Допускаю, что тезис предлагаемого эссе, а именно: что почти никто не любит стихов и что мир рифмованной поэзии — это мир искусственный и фальшивый, может показаться сколь смелым, столь и несерьезным. И все же, вот я стою перед вами и заявляю, что стихи мне абсолютно не нравятся и даже наводят на меня тоску. Возможно, вы скажете — вот жалкий невежда! Однако работаю я в искусстве давно, и его язык мне не так уж чужд. Более того: вы не сможете выставить против меня ваш излюбленный аргумент, что, мол, во мне нет поэтической впечатлительности, потому что как раз она-то у меня и есть, и притом в большом количестве, а когда поэзия является передо мною в стихах, но смешанная с другими, более прозаическими элементами, например, в пьесах Шекспира, в прозе Достоевского и Паскаля или просто при заходе солнца, то меня, как и других смертных, охватывает дрожь. Почему же так удручает меня и раздражает этот именуемый «чистой поэзией» фармацевтический экстракт, особенно тогда, когда он подается в рифмованном виде? Почему я не в силах вынести это монотонное возвышенное пение, почему меня усыпляют ритм и рифма, почему язык поэтов представляется мне самым неинтересным изо всех возможных языков, почему Прекрасное для меня столь малопривлекательно и почему в отношении стиля я не знаю ничего более смешного, чем тот способ, при помощи которого Поэты говорят о себе и о своей Поэзии?

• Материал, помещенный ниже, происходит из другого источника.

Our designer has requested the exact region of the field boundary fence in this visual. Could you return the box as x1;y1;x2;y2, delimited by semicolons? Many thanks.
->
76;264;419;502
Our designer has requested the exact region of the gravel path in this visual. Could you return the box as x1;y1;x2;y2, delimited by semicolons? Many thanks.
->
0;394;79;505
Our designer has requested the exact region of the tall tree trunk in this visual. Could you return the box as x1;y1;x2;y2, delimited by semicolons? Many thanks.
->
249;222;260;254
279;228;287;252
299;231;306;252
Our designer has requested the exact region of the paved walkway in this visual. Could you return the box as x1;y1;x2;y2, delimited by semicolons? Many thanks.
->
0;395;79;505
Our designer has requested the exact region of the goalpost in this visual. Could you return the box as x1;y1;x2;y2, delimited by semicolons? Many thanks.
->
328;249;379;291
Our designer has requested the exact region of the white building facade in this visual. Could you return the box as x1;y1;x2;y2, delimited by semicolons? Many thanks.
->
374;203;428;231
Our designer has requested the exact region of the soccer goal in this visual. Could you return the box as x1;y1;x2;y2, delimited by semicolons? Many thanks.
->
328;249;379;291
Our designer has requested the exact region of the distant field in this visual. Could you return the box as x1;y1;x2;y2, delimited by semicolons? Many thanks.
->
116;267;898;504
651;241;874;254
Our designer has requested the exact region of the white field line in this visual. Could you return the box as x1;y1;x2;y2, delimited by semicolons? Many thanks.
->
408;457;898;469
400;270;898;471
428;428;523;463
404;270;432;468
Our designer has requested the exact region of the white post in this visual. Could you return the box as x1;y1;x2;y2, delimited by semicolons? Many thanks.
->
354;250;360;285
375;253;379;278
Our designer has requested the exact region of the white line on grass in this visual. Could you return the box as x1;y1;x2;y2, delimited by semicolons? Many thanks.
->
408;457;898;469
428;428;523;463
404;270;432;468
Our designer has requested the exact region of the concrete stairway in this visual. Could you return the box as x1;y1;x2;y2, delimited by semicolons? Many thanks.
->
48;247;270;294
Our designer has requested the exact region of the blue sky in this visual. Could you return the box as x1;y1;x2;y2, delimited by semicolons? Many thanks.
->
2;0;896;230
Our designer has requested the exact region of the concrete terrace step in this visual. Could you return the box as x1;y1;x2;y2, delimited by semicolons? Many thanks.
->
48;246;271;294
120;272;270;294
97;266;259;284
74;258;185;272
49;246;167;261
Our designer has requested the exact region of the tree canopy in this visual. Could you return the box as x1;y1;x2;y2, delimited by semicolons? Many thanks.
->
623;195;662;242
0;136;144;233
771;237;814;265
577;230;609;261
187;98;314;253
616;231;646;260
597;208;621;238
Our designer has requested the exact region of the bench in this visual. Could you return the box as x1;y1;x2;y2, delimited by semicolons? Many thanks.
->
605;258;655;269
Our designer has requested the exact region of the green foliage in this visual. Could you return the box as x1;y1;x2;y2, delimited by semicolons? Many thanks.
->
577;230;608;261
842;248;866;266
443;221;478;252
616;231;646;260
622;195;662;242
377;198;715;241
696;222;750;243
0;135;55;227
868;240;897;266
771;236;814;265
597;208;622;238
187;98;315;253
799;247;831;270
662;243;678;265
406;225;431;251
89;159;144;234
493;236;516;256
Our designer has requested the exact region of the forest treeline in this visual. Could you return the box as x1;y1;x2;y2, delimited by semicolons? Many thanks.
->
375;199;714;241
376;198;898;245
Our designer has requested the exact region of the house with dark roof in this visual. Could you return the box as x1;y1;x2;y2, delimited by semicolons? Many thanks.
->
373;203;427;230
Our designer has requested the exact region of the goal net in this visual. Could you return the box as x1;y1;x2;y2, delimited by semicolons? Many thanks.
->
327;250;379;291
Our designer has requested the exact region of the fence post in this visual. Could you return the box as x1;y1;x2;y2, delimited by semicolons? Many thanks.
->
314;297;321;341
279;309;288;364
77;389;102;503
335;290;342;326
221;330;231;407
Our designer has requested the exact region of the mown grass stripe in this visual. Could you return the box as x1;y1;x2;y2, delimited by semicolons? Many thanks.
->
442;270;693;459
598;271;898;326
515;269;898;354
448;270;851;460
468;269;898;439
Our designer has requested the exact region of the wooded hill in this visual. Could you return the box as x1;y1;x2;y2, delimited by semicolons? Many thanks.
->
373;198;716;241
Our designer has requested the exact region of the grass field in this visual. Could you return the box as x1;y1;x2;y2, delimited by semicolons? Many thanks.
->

Я, возможно, и был бы склонен признать какую-то особую мою неполноценность в этом отношении… если бы не определенный опыт… определенный научный опыт… Проклятый Бэкон![311] Советую вам не пытаться проводить опыты в области искусства, поскольку оно этого не терпит, а все декламации на данную тему могут иметь место лишь при условии, что не окажется никого настолько бестактного, кто стал бы проверять, как, в какой степени сказанное совпадает с действительностью. Интересные вещи могли бы нам открыться, займись мы изучением того, насколько человек, восторгающийся, скажем, Бахом, вообще может восторгаться Бахом, то есть насколько он способен уловить хоть что-нибудь в музыке и в Бахе. Ведь довелось же мне (мне, не умеющему сыграть на пианино даже «чижик-пыжик») дать — и с каким успехом! — два фортепьянных концерта, суть которых заключалась в том, что, объявив об исполнении современной музыки, я без складу и ладу лупил по клавишам, заранее договорившись об аплодисментах с несколькими посвященными в мою затею признанными знатоками музыки. Какое же счастье для всех тех, кто высоким штилем Валери разглагольствует об искусстве, что жизнь не опускает их до подобных конфронтаций. Если подойти к нашему эстетскому богослужению с этой стороны, легко может обнаружить, что царство иллюзорной зрелости и есть как раз самое незрелое в человечестве, ибо в нем царят блеф, мистификация, снобизм, фальшь и глупость. Хорошая будет гимнастика для нашего негибкого мышления, если время от времени мы будем представлять себе Поля Валери в образе жреца Незрелости, в образе босоногого священника в коротких штанишках.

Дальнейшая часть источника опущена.